Whole product (Softube modular) is indeed nice but not suitable my current computer i say. expect i render stuff to audio. which is non working work method for me.


----------



## JPQ (Jan 15, 2018)

omiroad said:


> It's just cashing in on the hardware hype anyway, with an overpriced set of products.


Not maybe much to me Omnisphere is synth engine is quite simple based pictures what i seen and many samples are very old.


----------



## synthpunk (Jan 15, 2018)

Sounds like your bitter because you can't get it for free dude ?



omiroad said:


> It's just cashing in on the hardware hype anyway, with an overpriced set of products.


----------



## synthpunk (Jan 15, 2018)

Lets hear some of your musical examples of VCV, I'm intrigued.



omiroad said:


> I can, it's called VCV Rack.


----------



## synthpunk (Jan 15, 2018)

nice! 

Did VCV get a full Buchla style osc btw ?


----------



## EvilDragon (Jan 16, 2018)

VCV can do a lot of great stuff. It has a pretty vivid community and there's a LOT of free modules already available for it.

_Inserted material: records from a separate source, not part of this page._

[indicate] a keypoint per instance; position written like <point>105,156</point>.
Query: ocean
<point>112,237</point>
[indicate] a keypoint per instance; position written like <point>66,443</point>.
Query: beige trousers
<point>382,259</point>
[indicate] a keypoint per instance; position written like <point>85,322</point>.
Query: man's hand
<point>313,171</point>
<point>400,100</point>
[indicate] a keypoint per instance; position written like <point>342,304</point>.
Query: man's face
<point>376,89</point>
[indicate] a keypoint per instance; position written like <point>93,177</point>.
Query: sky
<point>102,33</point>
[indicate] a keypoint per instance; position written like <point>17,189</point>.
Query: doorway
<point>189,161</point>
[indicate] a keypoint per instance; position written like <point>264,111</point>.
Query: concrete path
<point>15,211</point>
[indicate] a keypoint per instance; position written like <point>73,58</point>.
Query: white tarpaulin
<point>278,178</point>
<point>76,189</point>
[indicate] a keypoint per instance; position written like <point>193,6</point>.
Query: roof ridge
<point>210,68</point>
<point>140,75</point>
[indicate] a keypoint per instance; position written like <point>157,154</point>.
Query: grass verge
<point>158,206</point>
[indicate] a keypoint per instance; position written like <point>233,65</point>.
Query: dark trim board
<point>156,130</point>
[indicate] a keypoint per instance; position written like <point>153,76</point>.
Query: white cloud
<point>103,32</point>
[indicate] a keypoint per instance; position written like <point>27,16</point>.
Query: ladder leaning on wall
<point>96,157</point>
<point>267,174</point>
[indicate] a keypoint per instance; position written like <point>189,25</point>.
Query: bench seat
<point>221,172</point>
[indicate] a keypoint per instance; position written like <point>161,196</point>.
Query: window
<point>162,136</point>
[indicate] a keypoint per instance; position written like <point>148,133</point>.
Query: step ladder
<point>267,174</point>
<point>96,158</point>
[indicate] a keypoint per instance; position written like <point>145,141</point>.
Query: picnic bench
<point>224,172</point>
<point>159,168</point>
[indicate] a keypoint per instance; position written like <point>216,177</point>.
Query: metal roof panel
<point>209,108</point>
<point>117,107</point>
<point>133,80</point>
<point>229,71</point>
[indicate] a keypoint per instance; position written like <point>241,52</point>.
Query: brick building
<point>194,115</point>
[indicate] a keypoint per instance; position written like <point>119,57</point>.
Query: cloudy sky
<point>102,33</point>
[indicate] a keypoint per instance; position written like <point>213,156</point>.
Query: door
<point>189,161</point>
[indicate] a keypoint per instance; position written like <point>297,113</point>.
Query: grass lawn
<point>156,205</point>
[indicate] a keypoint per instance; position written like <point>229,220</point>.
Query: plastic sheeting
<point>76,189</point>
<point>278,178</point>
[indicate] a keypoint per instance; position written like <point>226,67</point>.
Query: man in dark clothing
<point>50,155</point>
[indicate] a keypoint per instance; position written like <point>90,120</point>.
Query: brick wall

There's a complex oscillator available for it - not full-on Buchla, but it very much covers the territory. For free: https://modlfo.github.io/VultModules/vessek/


Just because something's free, doesn't mean it's shit. Also, just because something is payware, doesn't mean it's the bee's knees. :D


----------



## Pier (Jan 16, 2018)

Hopefully Softube will update the UI of modular. It's clunky and it looks terrible on a retina monitor.


----------



## VinRice (Feb 4, 2018)

VCV is a pretty extraordinary achievement. The platform and user base is stable and growing. Put aside a week to enjoy the Zen bliss of falling down the rabbit hole of modular.


----------



## SoNowWhat? (Mar 2, 2018)

I should just stay off here for a whole year. Then I might just catch up with all the tools I have and haven’t had time to master. OK, let’s not even go that far and instead of master just say approaching a barely competent skill level. Now I have another to add to the list.

Does VCV have its own thread? No offence to Softube btw. My budget is limited right now so a decent freebie is always going to get my attention. In fact even if I had an unlimited budget I’d still look at it. You never know when you’ll find a gem that you click with.


----------